Maud is regarded as the first female tattoo artist of America. Born in 1877, she began her adult life as a travelling circus performer: an acrobat, aerialist and contortionist.

During one of her tours she met Gus, a tattoo artist. Maud received many tattoos from Gus and as a result became quite the circus spectacle herself as an inked woman.

The story goes that Gus asked Maud on a date. She agreed but only on the condition that he taught her the art of tattooing… a deal was a deal and many years later the two married.

Gus and Maud are credited with bringing tattoo artistry inland from the coastal towns and cities where the customs and practices first started, as they toured with the circus. This movement of tattoo culture enabled skills to be shared amongst locals, and served to help disseminate tattooing widely.

This illustration is of Annie Oakley.

Annie Oakley was an American sharpshooter who starred in Buffalo Bill's Wild West show.

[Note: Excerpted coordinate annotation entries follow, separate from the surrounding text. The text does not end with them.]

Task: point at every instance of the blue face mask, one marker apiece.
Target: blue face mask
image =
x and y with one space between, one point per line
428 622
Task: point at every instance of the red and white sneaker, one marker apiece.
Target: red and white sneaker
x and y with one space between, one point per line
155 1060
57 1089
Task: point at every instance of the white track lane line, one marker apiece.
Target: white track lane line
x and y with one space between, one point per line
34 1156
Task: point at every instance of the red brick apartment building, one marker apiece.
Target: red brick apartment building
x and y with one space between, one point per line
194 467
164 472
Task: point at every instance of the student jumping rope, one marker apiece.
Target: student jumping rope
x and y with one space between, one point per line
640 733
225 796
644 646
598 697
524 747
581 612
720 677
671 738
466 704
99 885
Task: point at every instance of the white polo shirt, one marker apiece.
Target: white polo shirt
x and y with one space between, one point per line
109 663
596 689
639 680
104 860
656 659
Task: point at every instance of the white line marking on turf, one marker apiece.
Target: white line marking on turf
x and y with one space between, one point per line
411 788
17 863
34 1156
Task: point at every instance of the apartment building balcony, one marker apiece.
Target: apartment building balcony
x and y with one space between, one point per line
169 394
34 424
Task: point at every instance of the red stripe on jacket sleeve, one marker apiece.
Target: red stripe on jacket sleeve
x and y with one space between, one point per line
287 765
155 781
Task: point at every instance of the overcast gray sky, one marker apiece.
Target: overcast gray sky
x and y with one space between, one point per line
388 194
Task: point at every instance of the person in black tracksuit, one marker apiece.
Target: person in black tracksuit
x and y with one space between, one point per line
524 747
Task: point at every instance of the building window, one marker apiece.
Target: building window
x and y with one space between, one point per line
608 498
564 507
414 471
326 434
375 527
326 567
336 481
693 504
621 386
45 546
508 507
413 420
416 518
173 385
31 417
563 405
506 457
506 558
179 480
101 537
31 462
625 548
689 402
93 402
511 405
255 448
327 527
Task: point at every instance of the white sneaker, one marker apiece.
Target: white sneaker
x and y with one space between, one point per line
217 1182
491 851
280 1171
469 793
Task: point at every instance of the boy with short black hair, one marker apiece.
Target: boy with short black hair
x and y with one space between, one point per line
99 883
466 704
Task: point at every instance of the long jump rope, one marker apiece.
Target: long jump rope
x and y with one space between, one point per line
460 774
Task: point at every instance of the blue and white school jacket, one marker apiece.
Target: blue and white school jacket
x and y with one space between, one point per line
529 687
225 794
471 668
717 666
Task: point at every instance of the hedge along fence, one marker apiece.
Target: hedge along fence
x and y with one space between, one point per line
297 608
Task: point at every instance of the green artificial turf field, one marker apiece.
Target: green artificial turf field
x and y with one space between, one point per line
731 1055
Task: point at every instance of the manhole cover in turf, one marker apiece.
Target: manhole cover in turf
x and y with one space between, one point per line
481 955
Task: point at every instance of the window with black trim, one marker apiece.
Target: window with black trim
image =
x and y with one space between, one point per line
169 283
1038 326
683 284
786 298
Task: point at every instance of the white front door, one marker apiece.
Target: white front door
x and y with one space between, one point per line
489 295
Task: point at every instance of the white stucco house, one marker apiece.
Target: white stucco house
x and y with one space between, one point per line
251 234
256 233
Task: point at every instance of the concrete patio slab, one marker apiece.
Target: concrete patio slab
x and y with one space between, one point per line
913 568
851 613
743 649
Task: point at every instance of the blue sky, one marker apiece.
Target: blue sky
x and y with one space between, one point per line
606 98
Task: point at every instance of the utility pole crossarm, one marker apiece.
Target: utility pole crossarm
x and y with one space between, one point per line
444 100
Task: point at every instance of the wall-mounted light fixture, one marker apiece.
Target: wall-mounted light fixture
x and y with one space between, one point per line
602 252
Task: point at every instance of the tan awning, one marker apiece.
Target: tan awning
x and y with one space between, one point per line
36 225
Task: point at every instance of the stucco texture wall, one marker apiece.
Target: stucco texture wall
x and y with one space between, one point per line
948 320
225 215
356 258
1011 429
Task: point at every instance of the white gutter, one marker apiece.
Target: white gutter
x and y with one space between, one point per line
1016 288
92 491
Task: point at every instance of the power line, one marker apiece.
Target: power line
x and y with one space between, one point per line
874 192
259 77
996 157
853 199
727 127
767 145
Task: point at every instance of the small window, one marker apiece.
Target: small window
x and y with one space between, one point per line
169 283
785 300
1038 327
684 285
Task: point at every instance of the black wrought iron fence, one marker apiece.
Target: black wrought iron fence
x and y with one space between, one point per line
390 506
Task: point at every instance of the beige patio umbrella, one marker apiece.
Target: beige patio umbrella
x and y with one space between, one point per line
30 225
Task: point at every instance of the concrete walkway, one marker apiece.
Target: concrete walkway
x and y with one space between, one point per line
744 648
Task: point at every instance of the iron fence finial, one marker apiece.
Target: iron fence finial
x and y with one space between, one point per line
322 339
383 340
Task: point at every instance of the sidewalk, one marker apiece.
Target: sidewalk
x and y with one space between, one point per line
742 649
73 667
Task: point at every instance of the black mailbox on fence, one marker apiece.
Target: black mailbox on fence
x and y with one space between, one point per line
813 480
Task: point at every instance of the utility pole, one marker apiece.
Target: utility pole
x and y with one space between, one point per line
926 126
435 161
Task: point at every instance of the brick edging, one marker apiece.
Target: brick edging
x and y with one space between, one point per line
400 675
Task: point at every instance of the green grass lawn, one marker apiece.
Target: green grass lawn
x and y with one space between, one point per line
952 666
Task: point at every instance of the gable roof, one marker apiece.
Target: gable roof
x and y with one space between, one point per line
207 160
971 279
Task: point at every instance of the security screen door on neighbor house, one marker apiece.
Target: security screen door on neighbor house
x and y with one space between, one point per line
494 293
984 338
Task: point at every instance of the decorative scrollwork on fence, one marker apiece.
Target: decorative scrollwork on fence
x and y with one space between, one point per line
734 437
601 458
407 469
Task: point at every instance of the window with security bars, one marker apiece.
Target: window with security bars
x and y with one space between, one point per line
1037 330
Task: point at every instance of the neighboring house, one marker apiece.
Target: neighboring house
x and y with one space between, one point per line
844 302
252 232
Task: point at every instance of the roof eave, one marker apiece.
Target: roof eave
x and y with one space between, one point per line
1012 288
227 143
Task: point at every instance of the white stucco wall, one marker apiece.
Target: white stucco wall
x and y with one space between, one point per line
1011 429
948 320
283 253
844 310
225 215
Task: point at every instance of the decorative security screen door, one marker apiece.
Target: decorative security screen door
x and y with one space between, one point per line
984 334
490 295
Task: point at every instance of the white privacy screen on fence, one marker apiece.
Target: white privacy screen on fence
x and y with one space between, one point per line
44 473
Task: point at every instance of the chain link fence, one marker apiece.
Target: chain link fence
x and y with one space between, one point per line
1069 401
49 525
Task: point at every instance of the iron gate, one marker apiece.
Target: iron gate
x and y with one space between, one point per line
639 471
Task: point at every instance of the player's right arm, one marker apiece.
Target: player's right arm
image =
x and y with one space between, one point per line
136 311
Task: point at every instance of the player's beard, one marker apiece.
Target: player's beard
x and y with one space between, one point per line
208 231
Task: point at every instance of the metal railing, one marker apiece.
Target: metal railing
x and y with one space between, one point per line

Oakley developed hunting skills as a child to provide for her impoverished family in western Ohio.

At age 15, she won a shooting contest against an experienced marksman, Frank E. Butler, whom she later married in 1876. The pair joined Buffalo Bill in 1885, performing in Europe before royalty and other heads of state.

Audiences were astounded to see her shooting out a cigar from her husband's hand or splitting a playing-card edge-on at 30 paces. She earned more than anyone except Buffalo Bill himself.

After a bad rail accident in 1901, she had to settle for a less taxing routine. She instructed women in marksmanship, believing strongly in female self-defence, and her stage acts were filmed for one of Thomas Edison's earliest Kinetoscopes in 1894.